Riverview is a town in Oconto County, Wisconsin, United States. The population was 819 at the 2020 census, down from 824 in 2000.

The ghost town of Pine Stump is located in the town on the intersection of Tar Dam Road and Old Highway 32 Road. All that remains of the settlement is a pile of rubble, the old schoolhouse. The Tar School opened in 1907. The school was closed in 1952 after joining the Mountain School District. It is now the site of the town's recycling center. The school was also known as the Grimmer school because the Grimmer family owned the land. Students came from the town of Pine Stump, which is now abandoned.

==Geography==
According to the United States Census Bureau, the town has a total area of 71.7 square miles (185.8 km^{2}), of which 69.7 square miles (180.6 km^{2}) is land and 2.0 square miles (5.2 km^{2}) (2.80%) is water.

==2007 Tornado==
On June 7, 2007, an EF3 tornado struck the town of Riverview. The town municipal building and fire department were destroyed, along with nine homes.

==Demographics==
As of the census of 2000, there were 829 people, 415 households, and 275 families residing in the town. The population density was 11.9 people per square mile (4.6/km^{2}). There were 1,552 housing units at an average density of 22.3 per square mile (8.6/km^{2}). The racial makeup of the town was 98.31% White, 0.36% Native American, 0.12% from other races, and 1.21% from two or more races. Hispanic or Latino of any race were 0.36% of the population.

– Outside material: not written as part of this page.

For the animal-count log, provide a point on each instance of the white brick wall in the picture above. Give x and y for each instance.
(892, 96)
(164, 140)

There were 415 households, out of which 12.8% had children under the age of 18 living with them, 59.5% were married couples living together, 4.1% had a female householder with no husband present, and 33.5% were non-families. 29.6% of all households were made up of individuals, and 13.3% had someone living alone who was 65 years of age or older. The average household size was 2.00 and the average family size was 2.37.

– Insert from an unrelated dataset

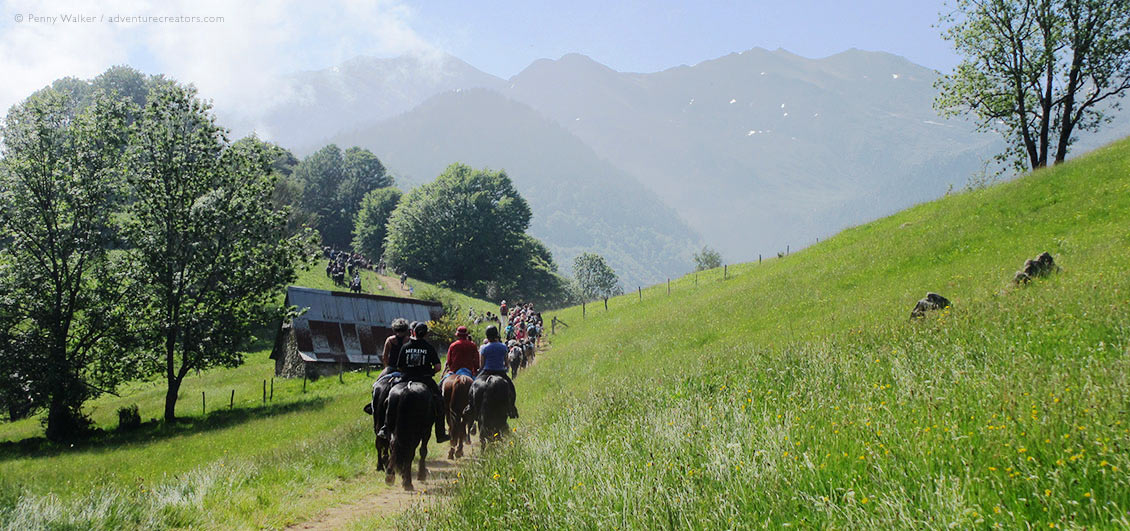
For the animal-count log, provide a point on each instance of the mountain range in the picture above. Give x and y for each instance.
(752, 153)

In the town, the population was spread out, with 11.6% under the age of 18, 3.1% from 18 to 24, 18.5% from 25 to 44, 37.4% from 45 to 64, and 29.4% who were 65 years of age or older. The median age was 55 years. For every 100 females, there were 111.5 males. For every 100 females age 18 and over, there were 106.5 males.

The median income for a household in the town was $32,550, and the median income for a family was $37,279. Males had a median income of $30,556 versus $20,357 for females. The per capita income for the town was $19,272. About 4.4% of families and 6.4% of the population were below the poverty line, including 12.1% of those under age 18 and 5.3% of those age 65 or over.